Von Magnificat zu Magnifico

Cusanus-Konzert 2015

„Meine Seele preist die Größe des Herrn, und mein Geist jubelt über Gott, meinen Retter.“ – So beginnt der liturgische Lobgesang des Magnificat. In jenem durch den Evangelisten Lukas überlieferten Hymnus preist Maria, fest im Glauben verwurzelt, die Allmacht Gottes und dankt ihm für die verheißene Empfängnis Jesu. Und das nicht ohne Nachwirkung: Denn weit über den historischen und geographischen Tellerrand des biblischen Israels hinaus reizte die Vertonung des Magnificat unzählige Komponisten aller Epochen. 

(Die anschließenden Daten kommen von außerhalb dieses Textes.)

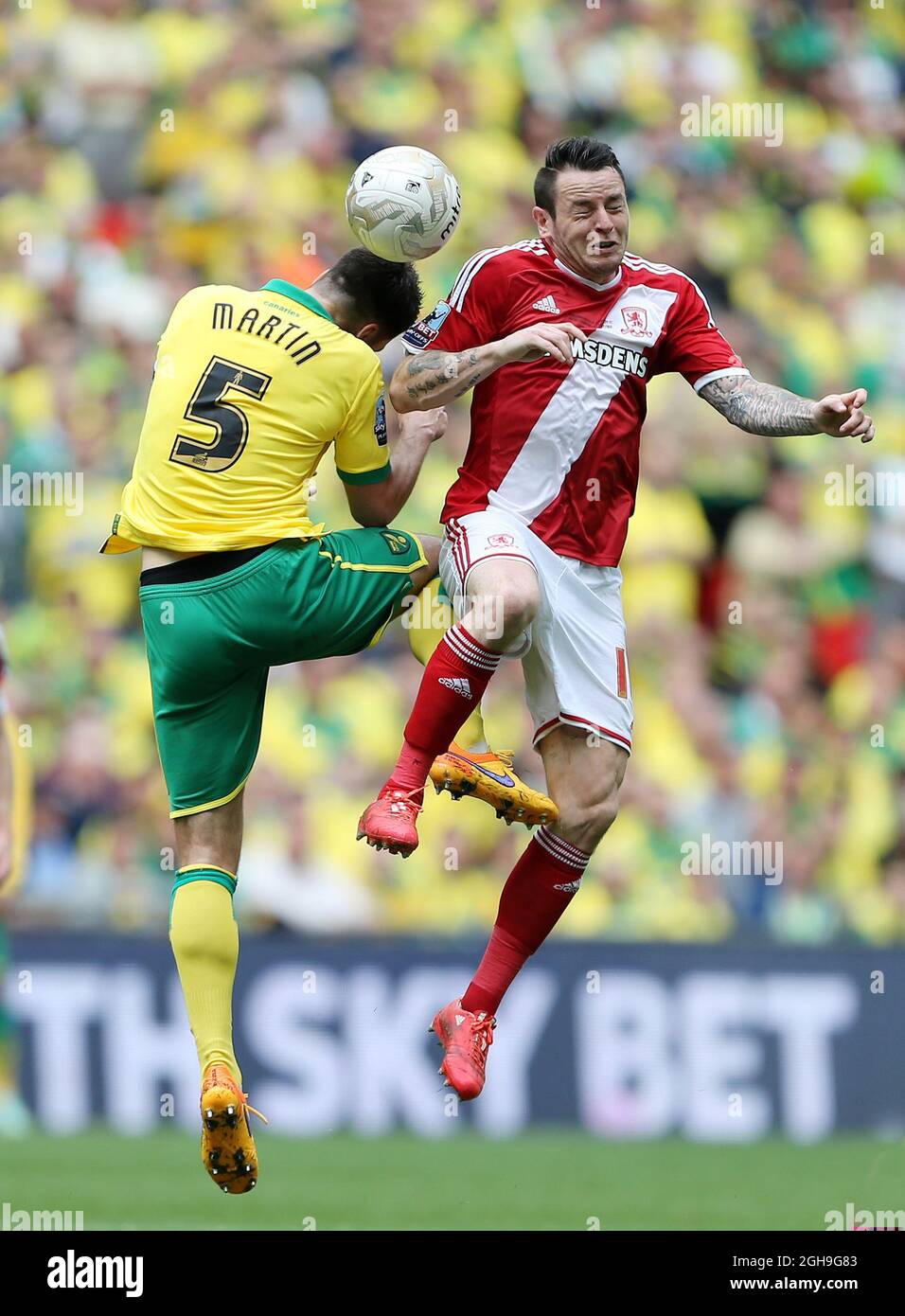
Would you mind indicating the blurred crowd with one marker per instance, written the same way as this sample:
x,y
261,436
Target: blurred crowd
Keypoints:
x,y
148,148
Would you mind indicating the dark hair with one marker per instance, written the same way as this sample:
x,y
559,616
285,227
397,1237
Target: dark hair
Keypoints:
x,y
383,293
584,152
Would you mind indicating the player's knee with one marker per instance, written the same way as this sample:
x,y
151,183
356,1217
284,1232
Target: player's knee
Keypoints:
x,y
587,824
504,614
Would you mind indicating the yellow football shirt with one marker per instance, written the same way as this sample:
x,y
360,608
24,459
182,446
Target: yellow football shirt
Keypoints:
x,y
250,388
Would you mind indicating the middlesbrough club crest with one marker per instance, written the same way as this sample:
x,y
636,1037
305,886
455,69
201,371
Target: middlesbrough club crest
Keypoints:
x,y
634,320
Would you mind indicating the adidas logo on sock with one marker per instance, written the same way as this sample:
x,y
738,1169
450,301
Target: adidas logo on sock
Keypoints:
x,y
459,685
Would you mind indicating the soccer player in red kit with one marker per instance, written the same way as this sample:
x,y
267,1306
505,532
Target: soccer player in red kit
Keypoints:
x,y
558,336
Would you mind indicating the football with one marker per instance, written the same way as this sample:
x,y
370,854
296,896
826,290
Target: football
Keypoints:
x,y
402,203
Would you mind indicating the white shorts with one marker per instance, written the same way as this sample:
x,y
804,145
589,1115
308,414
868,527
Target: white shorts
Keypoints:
x,y
574,654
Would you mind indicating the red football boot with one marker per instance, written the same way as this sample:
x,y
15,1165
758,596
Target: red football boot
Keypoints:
x,y
388,824
466,1039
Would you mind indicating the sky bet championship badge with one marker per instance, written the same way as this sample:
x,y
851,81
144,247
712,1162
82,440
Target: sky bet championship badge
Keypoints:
x,y
422,334
381,421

Eine eindrucksvolle musikalische Reise durch dessen Wirkgeschichte bot das diesjährige Cusanus-Konzert des Bischöflichen Cusanus-Gymnasiums Koblenz. Ehedem Wirkungsstätte des Schulpatrons Nikolaus von Kues’ gewesen, steht die Florinskirche zu Koblenz seit 2001 alljährlich offen für Konzerte und Vorträge, die dem Gedenken an Person und theologische Botschaft jenes großen Universalgelehrten gewidmet sind. 

cuskonz2.jpg

Nahtlos in diese Reihe hochkarätiger Veranstaltungen reihte sich am 29. September ein Konzert mit dem Titel „Magnificat – How my soul praises“ ein. Dargeboten wurde mit sechs grundverschiedenen Magnificat-Vertonungen ein abwechslungsreiches Programm, das gekonnt den Bogen von der Gregorianik zur zeitgenössischen Tonsprache spannte. Unter der Gesamtleitung von Christa Molitor-Naunheim und Christian Rivinius, dem Initiator der Reihe der Cusanus-Konzerte, gestaltete ein großes Ensemble den Abend wohlklingend aus: Auf der Bühne verschmolz der kräftige Klang des Cusanus-Projektchors „CantArte“ (Leitung: Christian Rivinius), bestückt mit Lehrern, Eltern, Ehemaligen und Freunden des Cusanus-Gymnasiums, mit den glockenhellen Stimmen der Klassen 6b und 6c. Der Klangfülle noch nicht genug, zementierten das schuleigene Blechbläserensemble sowie eine eigens für diesen Abend ins Leben gerufene, äußerst hochkarätig besetzte Jazz-Combo ein opulentes instrumentales Fundament. 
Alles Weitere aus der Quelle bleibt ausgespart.